In a growing list of various locales that Google Glass has already been banned before its public release, casinos are starting to add on to that list. Caesers Palace in Las Vegas is the first major casino to prohibit Google Glass from being worn on the gambling floor to prevent cheating during casino games.
Caesars Palace says that they won’t allow anyone gambling to use Google Glass, but it seems that casino officials will let you at least wear it when simply wondering around, as long as you’re not recording — casinos usually frown on taking pictures or video, even if you’re not gambling. Casinos see recording devices as a means to get an unfair advantage at the tables.
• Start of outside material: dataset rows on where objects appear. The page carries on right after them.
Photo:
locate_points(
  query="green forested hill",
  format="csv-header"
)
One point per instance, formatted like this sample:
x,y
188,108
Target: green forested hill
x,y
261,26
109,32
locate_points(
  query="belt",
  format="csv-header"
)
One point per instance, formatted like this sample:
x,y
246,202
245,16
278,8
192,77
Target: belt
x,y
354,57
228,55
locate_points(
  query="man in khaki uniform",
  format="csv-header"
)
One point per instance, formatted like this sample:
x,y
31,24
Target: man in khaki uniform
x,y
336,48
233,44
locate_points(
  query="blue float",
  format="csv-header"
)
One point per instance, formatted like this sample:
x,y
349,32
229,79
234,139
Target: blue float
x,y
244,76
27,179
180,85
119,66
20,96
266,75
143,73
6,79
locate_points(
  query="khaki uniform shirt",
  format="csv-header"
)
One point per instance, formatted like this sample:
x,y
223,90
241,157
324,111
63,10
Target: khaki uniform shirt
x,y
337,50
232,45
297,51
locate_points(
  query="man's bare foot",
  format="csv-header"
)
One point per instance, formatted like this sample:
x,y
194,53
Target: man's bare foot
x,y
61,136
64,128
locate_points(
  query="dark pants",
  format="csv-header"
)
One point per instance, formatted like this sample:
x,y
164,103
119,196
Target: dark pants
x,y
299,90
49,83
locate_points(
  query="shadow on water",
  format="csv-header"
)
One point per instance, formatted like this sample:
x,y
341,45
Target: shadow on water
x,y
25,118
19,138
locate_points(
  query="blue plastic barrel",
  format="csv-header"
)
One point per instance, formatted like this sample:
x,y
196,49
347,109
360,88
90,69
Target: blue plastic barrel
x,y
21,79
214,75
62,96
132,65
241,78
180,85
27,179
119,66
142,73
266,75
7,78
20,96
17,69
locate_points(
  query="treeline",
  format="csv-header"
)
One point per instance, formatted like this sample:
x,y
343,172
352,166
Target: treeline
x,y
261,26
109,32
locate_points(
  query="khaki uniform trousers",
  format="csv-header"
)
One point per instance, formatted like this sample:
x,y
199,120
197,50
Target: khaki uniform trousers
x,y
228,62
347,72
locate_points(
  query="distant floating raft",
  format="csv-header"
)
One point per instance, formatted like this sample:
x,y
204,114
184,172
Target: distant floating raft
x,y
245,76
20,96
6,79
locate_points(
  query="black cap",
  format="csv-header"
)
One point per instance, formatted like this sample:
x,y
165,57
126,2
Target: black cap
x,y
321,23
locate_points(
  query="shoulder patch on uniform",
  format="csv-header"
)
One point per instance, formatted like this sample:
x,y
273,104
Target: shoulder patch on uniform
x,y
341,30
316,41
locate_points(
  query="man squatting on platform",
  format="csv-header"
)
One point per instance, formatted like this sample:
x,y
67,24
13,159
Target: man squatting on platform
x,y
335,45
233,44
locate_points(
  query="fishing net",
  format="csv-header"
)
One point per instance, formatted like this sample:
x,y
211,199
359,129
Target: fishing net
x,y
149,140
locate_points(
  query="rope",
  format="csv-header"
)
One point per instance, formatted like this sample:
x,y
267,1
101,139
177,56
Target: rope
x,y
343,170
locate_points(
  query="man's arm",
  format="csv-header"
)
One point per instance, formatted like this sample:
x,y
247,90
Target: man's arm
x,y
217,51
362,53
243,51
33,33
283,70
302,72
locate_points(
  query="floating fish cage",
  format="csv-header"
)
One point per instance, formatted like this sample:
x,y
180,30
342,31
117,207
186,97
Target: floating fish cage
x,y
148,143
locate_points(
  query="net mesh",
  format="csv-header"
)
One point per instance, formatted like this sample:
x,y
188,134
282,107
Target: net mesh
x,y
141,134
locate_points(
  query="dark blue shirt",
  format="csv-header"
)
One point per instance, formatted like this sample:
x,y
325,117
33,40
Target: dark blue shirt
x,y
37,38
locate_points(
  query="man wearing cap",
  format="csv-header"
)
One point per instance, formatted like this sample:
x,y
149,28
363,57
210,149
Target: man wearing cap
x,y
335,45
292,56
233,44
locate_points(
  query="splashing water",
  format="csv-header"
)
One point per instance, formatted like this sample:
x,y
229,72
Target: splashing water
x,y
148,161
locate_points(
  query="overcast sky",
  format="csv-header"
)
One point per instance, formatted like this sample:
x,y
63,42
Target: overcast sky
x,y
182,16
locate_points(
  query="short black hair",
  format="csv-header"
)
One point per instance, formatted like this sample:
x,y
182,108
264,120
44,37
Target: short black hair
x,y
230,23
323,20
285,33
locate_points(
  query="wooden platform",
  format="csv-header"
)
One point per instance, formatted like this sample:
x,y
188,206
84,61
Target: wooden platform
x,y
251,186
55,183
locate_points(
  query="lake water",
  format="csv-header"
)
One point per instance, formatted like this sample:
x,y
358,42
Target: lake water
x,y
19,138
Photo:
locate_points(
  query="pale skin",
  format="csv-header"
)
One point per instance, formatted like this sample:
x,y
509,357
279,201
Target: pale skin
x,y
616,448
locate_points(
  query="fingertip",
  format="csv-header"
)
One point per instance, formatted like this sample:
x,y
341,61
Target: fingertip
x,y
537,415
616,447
Recently, within the last few months, establishments have been popping up saying that they will not allow Google Glass inside their facilities, including a bar in Seattle, as well as movie theaters and other places where taking photos and recording videos is already prohibited. Lawmakers are even wanting to ban Google Glass while driving, saying that the spectacles can be a distraction while behind the wheel.
Of course, this isn’t surprising by any means. Many luddites believe that Google Glass is an invasion of privacy, allowing Glass users to secretly take photos and record video, but in a world where it’s increasingly more difficult to keep your privacy while out in public, is this really anything new? Does Google Glass offer anything that we haven’t already seen in surveillance equipment and such?